Thursday, July 29, 2010

Winter's Bone (2010)



You can never tell as far as "buzz" out of Sundance goes. Sometimes these films can arrive with a thud. Every once in a while, like with Winter's Bone they are the real deal. I was happy to find out that everyone that was raving about Winter's Bone during after Sundance were right on the money, this is really good stuff. When it comes down to it this is a mystery story, people have been referring to it as "Ozark noir", set in the hills and the backwoods of, you guessed it, the Ozarks. It features an amazing performance from Jennifer Lawrence as Ree, the teenage girl who has to figure out what happened to her father, or risk losing her family's house and land-which is pretty much all they have. Unfortunately that means trying to talk to people who really don't want any of their secrets getting out. It works both as atmospheric piece, of a community of people truly living on the very furthest fringes of society, and it works as mystery. One of the things I really like about it is nothing is ever overexplained, the audience puts information together as Ree finds it out, there is no big reveal like there would be in a more "standard" thriller. We are thrown into this community, and what we know about the characters is also only portioned piecemeal, such how people are really afraid of Thump Milton. Or one piece of dialogue where John Hawkes, truly amazing here, as Ree's uncle, Teardrop, shows up while she is being questioned. One of the men goes (or words to the effect), "I'm not dealing with Teardrop naked." As in, without a gun, because Teardrop is a true badass.

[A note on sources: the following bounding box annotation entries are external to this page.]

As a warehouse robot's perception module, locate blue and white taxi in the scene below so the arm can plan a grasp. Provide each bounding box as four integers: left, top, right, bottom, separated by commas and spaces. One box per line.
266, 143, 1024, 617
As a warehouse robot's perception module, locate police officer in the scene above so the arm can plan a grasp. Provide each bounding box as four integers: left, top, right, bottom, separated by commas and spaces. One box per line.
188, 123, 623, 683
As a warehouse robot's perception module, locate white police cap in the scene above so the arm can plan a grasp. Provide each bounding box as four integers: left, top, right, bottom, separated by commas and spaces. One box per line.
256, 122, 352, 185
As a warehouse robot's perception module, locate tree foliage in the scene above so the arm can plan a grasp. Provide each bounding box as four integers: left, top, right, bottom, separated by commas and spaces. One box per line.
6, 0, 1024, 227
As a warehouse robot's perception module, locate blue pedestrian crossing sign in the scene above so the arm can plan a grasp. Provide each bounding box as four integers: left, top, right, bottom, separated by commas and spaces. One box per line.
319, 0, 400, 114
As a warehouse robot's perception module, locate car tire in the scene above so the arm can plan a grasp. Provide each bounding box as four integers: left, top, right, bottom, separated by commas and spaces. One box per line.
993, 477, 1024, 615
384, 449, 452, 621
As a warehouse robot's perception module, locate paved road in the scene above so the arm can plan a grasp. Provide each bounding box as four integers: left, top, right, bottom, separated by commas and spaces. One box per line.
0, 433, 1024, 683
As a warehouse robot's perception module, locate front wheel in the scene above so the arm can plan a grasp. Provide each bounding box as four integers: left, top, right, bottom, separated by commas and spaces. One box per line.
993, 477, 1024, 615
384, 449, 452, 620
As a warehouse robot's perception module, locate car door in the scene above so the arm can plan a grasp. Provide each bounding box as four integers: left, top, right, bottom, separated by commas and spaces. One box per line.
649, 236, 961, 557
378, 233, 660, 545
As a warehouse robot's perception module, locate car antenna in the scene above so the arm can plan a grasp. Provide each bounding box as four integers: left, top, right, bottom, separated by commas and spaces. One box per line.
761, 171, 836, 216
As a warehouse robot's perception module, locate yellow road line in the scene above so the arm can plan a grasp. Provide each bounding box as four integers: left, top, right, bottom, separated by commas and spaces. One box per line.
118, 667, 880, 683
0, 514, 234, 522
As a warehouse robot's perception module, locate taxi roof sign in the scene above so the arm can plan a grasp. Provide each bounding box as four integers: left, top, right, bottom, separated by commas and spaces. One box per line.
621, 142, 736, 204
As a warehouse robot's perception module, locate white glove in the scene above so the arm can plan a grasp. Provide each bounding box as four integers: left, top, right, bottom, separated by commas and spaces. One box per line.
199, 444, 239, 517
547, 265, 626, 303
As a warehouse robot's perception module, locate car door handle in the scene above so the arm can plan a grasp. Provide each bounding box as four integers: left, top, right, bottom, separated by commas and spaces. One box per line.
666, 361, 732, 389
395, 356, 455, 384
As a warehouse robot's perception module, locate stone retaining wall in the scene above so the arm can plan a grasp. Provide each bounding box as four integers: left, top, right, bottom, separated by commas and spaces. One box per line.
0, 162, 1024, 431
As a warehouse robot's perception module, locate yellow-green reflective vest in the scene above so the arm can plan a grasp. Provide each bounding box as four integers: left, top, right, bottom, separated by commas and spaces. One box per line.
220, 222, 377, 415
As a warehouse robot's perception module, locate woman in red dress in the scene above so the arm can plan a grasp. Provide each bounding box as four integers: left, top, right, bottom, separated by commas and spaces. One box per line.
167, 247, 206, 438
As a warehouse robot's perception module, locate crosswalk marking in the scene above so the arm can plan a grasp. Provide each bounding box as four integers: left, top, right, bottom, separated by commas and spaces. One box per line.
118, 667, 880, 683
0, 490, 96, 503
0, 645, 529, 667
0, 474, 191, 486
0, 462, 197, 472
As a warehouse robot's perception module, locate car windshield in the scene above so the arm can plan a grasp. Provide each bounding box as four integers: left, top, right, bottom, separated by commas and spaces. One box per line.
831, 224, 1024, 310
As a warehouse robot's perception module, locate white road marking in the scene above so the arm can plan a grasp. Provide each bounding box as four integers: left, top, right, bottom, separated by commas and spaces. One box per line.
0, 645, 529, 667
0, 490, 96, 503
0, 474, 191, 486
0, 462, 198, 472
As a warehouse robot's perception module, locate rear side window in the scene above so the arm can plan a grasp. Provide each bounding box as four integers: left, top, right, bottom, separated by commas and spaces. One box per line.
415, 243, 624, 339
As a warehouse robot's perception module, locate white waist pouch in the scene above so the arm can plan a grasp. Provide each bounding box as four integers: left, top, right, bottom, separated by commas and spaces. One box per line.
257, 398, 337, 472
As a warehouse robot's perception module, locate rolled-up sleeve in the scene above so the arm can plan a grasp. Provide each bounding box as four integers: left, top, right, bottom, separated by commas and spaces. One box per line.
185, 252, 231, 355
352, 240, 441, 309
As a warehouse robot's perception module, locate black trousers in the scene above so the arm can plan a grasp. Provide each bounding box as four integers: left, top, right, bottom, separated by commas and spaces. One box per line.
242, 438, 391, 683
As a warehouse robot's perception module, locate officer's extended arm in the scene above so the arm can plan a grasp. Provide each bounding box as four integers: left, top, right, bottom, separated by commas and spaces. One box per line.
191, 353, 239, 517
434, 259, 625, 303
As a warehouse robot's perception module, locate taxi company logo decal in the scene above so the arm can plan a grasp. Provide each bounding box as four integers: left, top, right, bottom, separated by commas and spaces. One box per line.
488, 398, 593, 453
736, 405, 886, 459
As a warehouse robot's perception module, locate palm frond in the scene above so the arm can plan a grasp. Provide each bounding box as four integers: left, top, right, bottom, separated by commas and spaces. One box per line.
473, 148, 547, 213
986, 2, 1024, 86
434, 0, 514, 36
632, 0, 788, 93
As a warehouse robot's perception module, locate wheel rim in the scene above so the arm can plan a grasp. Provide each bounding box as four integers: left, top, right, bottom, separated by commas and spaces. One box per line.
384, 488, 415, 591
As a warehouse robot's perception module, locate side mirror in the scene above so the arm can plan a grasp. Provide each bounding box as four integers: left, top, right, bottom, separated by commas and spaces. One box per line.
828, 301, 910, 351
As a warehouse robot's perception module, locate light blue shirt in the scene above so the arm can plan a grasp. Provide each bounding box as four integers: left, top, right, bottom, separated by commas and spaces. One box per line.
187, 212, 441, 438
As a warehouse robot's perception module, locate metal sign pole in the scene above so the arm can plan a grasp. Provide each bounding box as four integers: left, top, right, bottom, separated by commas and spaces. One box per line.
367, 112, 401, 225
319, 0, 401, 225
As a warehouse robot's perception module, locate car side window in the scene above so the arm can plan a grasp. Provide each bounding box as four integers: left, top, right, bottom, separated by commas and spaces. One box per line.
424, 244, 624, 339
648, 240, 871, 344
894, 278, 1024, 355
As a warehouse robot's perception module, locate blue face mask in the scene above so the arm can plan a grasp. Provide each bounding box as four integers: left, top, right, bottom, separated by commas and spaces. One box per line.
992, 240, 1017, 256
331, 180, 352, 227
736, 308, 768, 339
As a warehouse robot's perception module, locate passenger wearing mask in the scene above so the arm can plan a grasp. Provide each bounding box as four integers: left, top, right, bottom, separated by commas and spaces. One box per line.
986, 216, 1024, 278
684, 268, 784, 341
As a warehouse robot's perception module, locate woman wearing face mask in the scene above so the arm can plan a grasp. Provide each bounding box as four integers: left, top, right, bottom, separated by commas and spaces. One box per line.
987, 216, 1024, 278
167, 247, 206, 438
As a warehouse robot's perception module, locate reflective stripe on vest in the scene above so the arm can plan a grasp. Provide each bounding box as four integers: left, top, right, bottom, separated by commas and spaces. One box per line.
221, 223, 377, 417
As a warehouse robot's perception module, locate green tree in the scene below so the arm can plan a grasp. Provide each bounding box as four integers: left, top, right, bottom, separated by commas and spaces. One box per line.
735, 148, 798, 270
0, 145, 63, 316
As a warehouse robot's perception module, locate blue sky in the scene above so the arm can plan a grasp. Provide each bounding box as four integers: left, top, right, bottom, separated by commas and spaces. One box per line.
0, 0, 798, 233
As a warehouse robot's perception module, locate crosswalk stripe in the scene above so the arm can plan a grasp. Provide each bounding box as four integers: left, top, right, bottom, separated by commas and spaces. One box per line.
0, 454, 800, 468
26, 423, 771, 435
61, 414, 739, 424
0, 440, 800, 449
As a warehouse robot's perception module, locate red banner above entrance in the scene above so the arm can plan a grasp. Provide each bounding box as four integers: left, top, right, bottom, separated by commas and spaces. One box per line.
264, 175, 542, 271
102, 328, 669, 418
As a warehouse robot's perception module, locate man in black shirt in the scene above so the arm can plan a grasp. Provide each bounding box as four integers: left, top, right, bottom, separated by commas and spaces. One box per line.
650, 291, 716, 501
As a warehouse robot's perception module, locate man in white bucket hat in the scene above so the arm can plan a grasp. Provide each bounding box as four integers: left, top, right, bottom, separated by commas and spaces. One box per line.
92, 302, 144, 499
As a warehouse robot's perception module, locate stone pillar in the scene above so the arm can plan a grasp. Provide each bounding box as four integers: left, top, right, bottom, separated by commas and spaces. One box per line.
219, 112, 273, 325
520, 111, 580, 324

Finding out like this, somehow helps to ratchet up the tension even more, everything sort of adds up, and then comes to its grim solution . Like I said, John Hawkes and Jennifer Lawrence are amazing here. (Interesting casting job, I had assumed this was her first acting job but apparently she came from working on the execrable TBS sitcom, The BIll Engvall Show, you never know where talent might spring from.) I mentioned before that not only is this a movie mainly a mystery, but it is also about community, and more specifically, family, showing that family can be both a source of liberation, but can also be a force that can trap you too. (Which I know isn't a particularly original sentiment-but the last scene in here really drives it home.)